Still No Cure For Cancer

The science blog Respectful Insolence has an excellent and in-depth piece on why why the “miracle drug” DCA isn’t a cure for cancer and why the conspiracy stories surrounding it are baseless. Once again, the people who scream the loudest have the least informed opinions:

What irritates me about the hysteria some bloggers are whipping up over this is that it is at its heart basically paranoid conspiracy mongering, and the reason this story has any legs at all is because people are inherently distrustful of big pharma. There are some good reasons for this and many reasons that boil down to little more than an inherent distrust of big corporations. Even now, for example, our old “friend” Dean Esmay is likening big pharma’s disinterest in DCA to its disinterest in the use of high dose vitamin C against cancer. Never mind that Dean doesn’t know what he is talking about when it comes to the alleged efficacy of vitamin C against cancer. Never mind that vitamin C never in even Linus Pauling’s hands showed anywhere near the efficacy against cacncer cells in vitro and in animal models that DCA has. Never mind that even high dose vitamin C has shown in essence no evidence of efficacy against cancer in humans. Given those facts, it’s not surprising that pharmaceutical companies aren’t interested in vitamin C as a treatment for cancer, regardless of its cost or patentability.

What is most pernicious about the conspiracy-mongering stories being spread about DCA is that it builds false hope. People with cancer hear about this drug, and they think there’s an amazing cure out there that’s being withheld from them because of the greed of big pharma. Big pharma may show a lot of greed at various times, but that’s nonetheless a very distorted version of the true situation.

I’ve lost a number of relatives to cancer. The idea that there’s some magic bullet out there is very appealing. It’s also completely untrue. Cancer isn’t one disease, it’s a process by which a number of diseases turn healthy cells into malignant ones. What cures or prevents one form of cancer won’t necessarily work on another. In fact, the substance being touted as the next miracle drug itself has observed carcinogenic effects.

It’s another example of simplistic thinking — big pharmaceutical companies are assumed to be evil because some people don’t understand the way the drug market actually works. There are plenty of legitimate critiques of the pharmaceutical industry to be made — but most people never bother to do the research necessary to build an intelligent argument. It’s another example of how sloppy thinking and bad science join together to spread misinformation, fear, and ignorance rather than reasoned and informed opinion.

2 thoughts on “Still No Cure For Cancer

  1. Since I know virtually nothing about cancer other than what I’ve learned in general molecular/cell biology classes, I can’t comment as to the efficacy of this drug.

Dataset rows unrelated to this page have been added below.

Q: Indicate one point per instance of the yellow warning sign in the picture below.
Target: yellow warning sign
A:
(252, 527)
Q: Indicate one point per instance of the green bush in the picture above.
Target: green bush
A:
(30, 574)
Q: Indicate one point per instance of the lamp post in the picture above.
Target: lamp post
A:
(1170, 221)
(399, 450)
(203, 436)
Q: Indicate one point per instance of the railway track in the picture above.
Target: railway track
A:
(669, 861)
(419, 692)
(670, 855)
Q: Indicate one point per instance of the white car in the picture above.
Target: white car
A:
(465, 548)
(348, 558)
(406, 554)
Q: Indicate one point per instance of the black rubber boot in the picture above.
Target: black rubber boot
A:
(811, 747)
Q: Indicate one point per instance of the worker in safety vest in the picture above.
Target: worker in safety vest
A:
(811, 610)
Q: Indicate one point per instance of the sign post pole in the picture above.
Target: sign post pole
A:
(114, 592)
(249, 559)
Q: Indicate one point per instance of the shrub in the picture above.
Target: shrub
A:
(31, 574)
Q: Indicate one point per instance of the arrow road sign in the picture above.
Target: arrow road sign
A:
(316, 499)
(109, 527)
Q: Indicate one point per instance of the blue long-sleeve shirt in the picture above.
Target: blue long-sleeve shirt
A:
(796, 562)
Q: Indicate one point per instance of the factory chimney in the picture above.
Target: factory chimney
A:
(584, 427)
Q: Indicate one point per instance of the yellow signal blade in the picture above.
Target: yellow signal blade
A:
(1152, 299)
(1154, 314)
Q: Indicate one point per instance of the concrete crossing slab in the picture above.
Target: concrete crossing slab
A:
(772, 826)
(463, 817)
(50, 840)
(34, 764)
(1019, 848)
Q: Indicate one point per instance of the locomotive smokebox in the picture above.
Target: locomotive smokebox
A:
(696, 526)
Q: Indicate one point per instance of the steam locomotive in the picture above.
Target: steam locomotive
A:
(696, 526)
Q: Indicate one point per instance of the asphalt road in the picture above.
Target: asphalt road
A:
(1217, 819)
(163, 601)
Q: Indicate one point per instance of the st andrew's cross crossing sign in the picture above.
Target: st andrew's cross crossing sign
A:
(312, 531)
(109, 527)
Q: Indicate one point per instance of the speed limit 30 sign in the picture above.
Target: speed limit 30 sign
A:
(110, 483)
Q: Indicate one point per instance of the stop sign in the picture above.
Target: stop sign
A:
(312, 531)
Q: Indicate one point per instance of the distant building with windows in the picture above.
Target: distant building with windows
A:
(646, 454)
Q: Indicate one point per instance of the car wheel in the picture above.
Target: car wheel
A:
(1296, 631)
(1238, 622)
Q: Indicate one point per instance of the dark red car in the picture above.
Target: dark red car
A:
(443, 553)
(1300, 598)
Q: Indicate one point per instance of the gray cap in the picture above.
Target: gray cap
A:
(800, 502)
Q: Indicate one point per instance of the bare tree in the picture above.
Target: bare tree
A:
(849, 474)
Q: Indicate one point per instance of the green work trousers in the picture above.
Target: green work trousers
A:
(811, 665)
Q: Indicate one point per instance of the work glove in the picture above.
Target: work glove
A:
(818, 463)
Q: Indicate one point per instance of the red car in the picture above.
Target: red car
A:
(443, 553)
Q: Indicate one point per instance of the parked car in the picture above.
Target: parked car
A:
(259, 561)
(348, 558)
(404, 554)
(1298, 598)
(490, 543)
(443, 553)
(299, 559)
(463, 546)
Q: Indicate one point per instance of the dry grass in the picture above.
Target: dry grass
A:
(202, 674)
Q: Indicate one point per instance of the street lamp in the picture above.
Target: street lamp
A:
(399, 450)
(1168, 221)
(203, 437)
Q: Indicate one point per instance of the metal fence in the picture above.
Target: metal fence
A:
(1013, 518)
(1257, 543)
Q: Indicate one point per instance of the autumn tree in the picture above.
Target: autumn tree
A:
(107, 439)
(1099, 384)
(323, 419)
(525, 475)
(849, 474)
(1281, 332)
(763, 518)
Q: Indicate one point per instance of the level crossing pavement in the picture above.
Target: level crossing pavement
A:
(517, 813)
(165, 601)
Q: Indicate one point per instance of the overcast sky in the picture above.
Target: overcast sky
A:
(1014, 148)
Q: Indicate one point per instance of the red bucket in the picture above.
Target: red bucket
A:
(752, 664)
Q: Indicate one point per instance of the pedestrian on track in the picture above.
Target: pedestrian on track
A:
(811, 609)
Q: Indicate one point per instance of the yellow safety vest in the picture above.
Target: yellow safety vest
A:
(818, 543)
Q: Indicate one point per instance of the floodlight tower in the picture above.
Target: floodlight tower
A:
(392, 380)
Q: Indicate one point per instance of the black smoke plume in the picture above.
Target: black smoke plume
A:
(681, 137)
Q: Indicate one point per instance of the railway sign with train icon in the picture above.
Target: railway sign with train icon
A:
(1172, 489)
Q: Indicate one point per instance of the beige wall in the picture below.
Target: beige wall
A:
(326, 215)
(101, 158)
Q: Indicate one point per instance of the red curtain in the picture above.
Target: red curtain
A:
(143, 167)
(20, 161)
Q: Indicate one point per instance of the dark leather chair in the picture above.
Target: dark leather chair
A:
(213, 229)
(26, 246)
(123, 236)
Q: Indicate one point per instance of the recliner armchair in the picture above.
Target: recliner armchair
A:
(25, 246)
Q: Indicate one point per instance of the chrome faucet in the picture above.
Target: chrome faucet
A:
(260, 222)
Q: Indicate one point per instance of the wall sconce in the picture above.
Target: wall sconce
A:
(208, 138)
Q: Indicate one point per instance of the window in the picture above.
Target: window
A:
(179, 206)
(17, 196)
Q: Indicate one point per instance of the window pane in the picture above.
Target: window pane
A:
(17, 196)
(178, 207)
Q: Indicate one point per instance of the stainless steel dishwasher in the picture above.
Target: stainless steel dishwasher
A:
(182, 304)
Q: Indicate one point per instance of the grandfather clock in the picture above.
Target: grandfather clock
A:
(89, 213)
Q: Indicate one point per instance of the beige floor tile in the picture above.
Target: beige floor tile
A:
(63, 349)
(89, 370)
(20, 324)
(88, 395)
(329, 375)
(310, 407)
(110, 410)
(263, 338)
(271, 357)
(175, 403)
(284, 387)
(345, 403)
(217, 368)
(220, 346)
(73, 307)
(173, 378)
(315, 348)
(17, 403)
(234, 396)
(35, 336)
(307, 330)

    However, there are 2 problems here:

    1. Science journalists tend to be irresponsible. They don’t always understand what they’re reporting on and have to sell papers, thus they blow things out of proportion and get things wrong.

    2. Pointless distrust of biotech industries. This isn’t unique to drug companies, but extends into my field, agriculture. Environmentalists love to hate Monsanto because of ZOMG TEH FRANKENFOODZ!. Like you say, there are always things that could be fixed or improved. But in general, the histrionics associated with biotech companies generally aren’t warrented. Just because somebody is out to make money doesn’t automatically make them bad. Granted, as a liberal I think that companies require oversight, but I recognize that the private sector is good at some things.

  2. The only cancer that I have personal knowledge of is what my daughter had, a pediatric cancer called neuroblastoma.

    There was no magic bullet for it then, though the survival rates have vastly improved since that day. Back then, the stage at which the patient presented factored into things, especially with neuroblastoma. If it was in the bone marrow, what was already going to be an uphill battle was going to be worse. I would imagine that the stage of presentation still matters today. And of course, there are the side-effects of the treatment to consider since that is one of the trade-offs.

    Since my daughter’s treatment was consider experimental at the time, there was a bit of a course to be navigated. The first was did she even qualify for the study? Did the blood chemisty and bone marow examinations fall within the study parameters? After that, there was considerable record keeping associated with her treatment and progress, since all of that data had to captured in a standardized fashion and forward to the protocol coordinator in Alabama. The patient is tracked until they either succumb to the disease or the requisite number of disease free years passes. And this was all after the drugs used for treatment had been used on animals and then adults.

    Esmay’s writing almost makes it sound like it’s no big deal to set up a trial. He probably has no personal reference points in this area.